It’s 2019, and data science is one of the most attractive career options out there. Data scientists get to spend their days working with bleeding-edge tools building models and performing analyses for everything from predicting rainfall to trading the stock market. The typical data science team is staffed with a diverse array of people, from talented newcomers to grizzled stats PhDs, lending a kind of hybrid vigor to the whole field.
And there are more books, tutorials, courses, and bootcamps for data science than you can shake a stick at. But the fact remains that getting into data science can be an intimidating prospect. For this reason, the more possible entry points you have, the better. You can never know what explanation or demonstration will finally bring home a concept you’ve been struggling to understand.
One resource for learning and practicing data science which I’ve used myself, and which I’ve heard of other people using, is Kaggle. But since I’ve never seen anyone write up an explanation of how to do this, I decided to create my own.
What’s a ‘Kaggle’?
Kaggle is essentially a massive data science platform. It gathers in one place a huge number of public datasets, most of which have been sanitized and made ready for use in analysis. By itself this is pretty significant, as data gathering and cleaning is a huge part of the data science workflow.
Kaggle also hosts a number of ongoing competitions, where individuals and teams work to solve data science or machine learning problems under a set of constraints. Winning or just placing highly in one of these contests has become a big enough deal that people routinely put it on their resumes and LinkedIn profiles.
Because Kaggle users publish notebooks that are freely available for anyone to browse, adapt, and use, it has become an extraordinarily rich source of code for data science and machine learning projects.
And while Kaggle is most certainly not a proper social network, it has grown in popularity to the point that it has many active messaging boards and a substantial community. It’s a great place to pose questions and to hash out ideas.
Learning By Imitating Good Kaggle Projects
One of the things I did immediately after graduating from the Galvanize Data Science Immersive was to spend some time each day exploring and carefully studying Kaggle notebooks which utilized data science skills I wanted to master.
There were a couple of things I was looking for. I chose notebooks that:
- elegantly solved a common problem, like string matching with regular expressions;
- deployed an important algorithm, like a random forest or gradient boosting;
- created beautiful visualizations of data;
- otherwise took my skills to a higher level.
My basic process for finding notebooks I like went something like this:
- Go to Kaggle’s website.
- Either go to ‘Datasets’ (on the menu at the top of the screen) or ‘Notebooks’ (same place).
- Find something that looks interesting.
- Either read it carefully or duplicate it entirely.

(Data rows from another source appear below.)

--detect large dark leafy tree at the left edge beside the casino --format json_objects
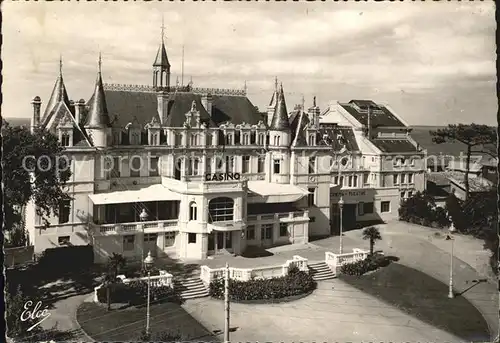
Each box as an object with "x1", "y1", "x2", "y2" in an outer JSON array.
[{"x1": 2, "y1": 121, "x2": 71, "y2": 236}]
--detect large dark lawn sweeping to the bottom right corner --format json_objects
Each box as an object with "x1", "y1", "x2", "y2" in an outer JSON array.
[{"x1": 340, "y1": 263, "x2": 490, "y2": 342}]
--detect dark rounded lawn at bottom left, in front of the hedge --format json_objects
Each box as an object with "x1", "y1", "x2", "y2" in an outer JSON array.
[{"x1": 76, "y1": 303, "x2": 220, "y2": 342}]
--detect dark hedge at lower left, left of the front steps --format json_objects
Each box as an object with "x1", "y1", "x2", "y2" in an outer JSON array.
[{"x1": 97, "y1": 281, "x2": 182, "y2": 306}]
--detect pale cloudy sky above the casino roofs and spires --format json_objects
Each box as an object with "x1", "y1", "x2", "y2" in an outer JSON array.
[{"x1": 2, "y1": 1, "x2": 497, "y2": 125}]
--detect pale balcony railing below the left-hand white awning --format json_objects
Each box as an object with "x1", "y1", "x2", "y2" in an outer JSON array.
[{"x1": 91, "y1": 219, "x2": 178, "y2": 236}]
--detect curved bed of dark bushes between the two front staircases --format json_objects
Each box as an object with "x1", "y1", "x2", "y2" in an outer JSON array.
[{"x1": 210, "y1": 267, "x2": 316, "y2": 301}]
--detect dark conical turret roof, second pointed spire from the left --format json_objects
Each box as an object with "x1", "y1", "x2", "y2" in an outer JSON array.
[{"x1": 85, "y1": 53, "x2": 111, "y2": 129}]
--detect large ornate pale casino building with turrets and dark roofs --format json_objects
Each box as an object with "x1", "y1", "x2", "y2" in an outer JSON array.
[{"x1": 25, "y1": 31, "x2": 425, "y2": 262}]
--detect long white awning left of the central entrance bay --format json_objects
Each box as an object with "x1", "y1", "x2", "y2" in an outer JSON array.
[{"x1": 89, "y1": 185, "x2": 181, "y2": 205}]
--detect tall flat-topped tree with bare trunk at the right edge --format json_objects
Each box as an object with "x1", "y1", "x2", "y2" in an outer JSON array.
[{"x1": 430, "y1": 124, "x2": 497, "y2": 198}]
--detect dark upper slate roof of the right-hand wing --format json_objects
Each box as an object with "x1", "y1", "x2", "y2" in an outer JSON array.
[{"x1": 340, "y1": 100, "x2": 405, "y2": 128}]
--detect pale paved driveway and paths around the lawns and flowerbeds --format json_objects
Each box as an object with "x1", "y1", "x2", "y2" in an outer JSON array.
[{"x1": 38, "y1": 222, "x2": 499, "y2": 342}]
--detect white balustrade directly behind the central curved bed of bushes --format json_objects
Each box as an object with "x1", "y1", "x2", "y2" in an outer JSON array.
[{"x1": 200, "y1": 256, "x2": 309, "y2": 286}]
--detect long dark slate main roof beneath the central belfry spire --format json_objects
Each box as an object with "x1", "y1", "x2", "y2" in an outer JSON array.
[{"x1": 96, "y1": 90, "x2": 262, "y2": 127}]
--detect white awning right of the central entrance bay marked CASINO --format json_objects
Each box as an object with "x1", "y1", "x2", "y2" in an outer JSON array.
[{"x1": 248, "y1": 181, "x2": 309, "y2": 203}]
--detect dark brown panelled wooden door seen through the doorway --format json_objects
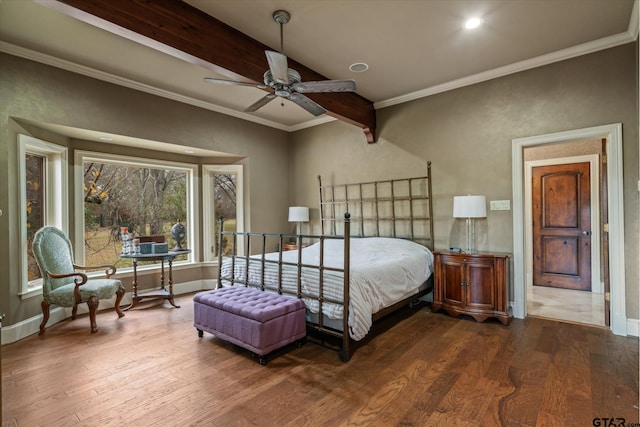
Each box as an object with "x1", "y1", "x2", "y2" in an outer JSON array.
[{"x1": 532, "y1": 162, "x2": 591, "y2": 291}]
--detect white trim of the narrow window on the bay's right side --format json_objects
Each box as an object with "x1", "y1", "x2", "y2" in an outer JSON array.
[{"x1": 202, "y1": 165, "x2": 244, "y2": 264}]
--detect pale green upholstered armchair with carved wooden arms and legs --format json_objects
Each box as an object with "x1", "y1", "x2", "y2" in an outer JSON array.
[{"x1": 32, "y1": 226, "x2": 124, "y2": 335}]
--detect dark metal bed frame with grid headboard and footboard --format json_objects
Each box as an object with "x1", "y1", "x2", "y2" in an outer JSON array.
[{"x1": 217, "y1": 162, "x2": 434, "y2": 362}]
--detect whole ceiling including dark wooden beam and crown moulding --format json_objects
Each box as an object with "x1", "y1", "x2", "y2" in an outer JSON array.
[{"x1": 0, "y1": 0, "x2": 638, "y2": 142}]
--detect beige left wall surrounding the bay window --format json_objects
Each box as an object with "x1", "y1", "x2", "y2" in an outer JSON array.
[{"x1": 0, "y1": 54, "x2": 289, "y2": 326}]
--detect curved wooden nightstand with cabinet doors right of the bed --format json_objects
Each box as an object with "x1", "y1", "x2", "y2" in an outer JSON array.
[{"x1": 431, "y1": 251, "x2": 511, "y2": 325}]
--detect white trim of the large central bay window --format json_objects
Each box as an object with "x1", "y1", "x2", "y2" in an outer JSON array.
[{"x1": 73, "y1": 150, "x2": 200, "y2": 271}]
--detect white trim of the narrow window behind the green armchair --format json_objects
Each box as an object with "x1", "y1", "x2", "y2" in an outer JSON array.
[{"x1": 18, "y1": 134, "x2": 69, "y2": 299}]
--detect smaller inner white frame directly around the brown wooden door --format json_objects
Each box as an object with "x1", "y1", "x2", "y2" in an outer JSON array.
[{"x1": 524, "y1": 154, "x2": 604, "y2": 294}]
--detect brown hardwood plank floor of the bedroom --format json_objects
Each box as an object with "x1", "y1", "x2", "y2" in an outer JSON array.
[{"x1": 1, "y1": 295, "x2": 639, "y2": 427}]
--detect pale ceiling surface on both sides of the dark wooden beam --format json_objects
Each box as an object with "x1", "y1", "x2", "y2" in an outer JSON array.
[{"x1": 0, "y1": 0, "x2": 638, "y2": 135}]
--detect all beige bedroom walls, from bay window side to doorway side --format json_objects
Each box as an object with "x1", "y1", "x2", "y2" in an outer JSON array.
[{"x1": 0, "y1": 40, "x2": 640, "y2": 326}]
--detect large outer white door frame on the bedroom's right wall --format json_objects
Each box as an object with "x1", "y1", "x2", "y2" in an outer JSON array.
[{"x1": 511, "y1": 123, "x2": 627, "y2": 336}]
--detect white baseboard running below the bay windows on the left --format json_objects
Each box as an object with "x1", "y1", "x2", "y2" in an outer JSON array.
[{"x1": 1, "y1": 279, "x2": 217, "y2": 345}]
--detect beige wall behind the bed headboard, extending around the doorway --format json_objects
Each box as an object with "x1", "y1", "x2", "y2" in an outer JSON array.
[{"x1": 291, "y1": 44, "x2": 640, "y2": 319}]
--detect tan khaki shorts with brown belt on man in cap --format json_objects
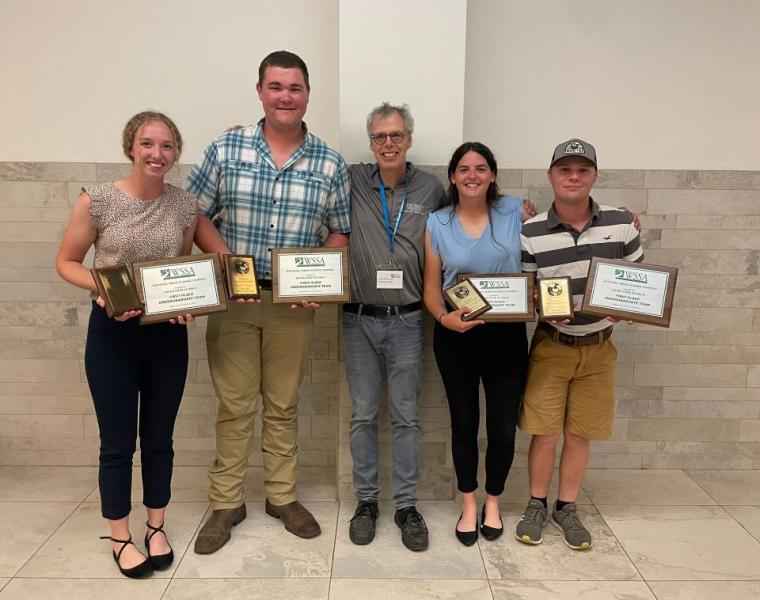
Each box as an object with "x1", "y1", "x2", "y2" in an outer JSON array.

This gives you two ways of tracking down learning materials. Either you can find notebooks associated with cool datasets, or you can find cool notebooks. Notebooks can be sorted by ‘hotness’ (how popular they currently are), by upvotes, and by their relevance to a particular thing you’re interested in at that moment.
Learning With Kaggle’s Courses
You can now also take courses on Kaggle. As far as I can see these come in two flavors. Sometimes individual Kaggle users will put together notebooks which are as structured and extensive as a course.
These aren’t just analyses or solutions to one-off problems, they’re meant to be self-contained expositions of a topic in data science, machine learning, or AI.
But now Kaggle itself hosts ‘micro-courses’ on Python, SQL, Deep Learning, Pandas, and numerous other topics. These consist of a series of notebooks containing explanations and exercises, complete with progress tracking.
Kaggle has come a long way since its inception, and has begun to emerge as one of the best ways to truly grow your data science skills. Be sure you’re utilizing it to its full potential.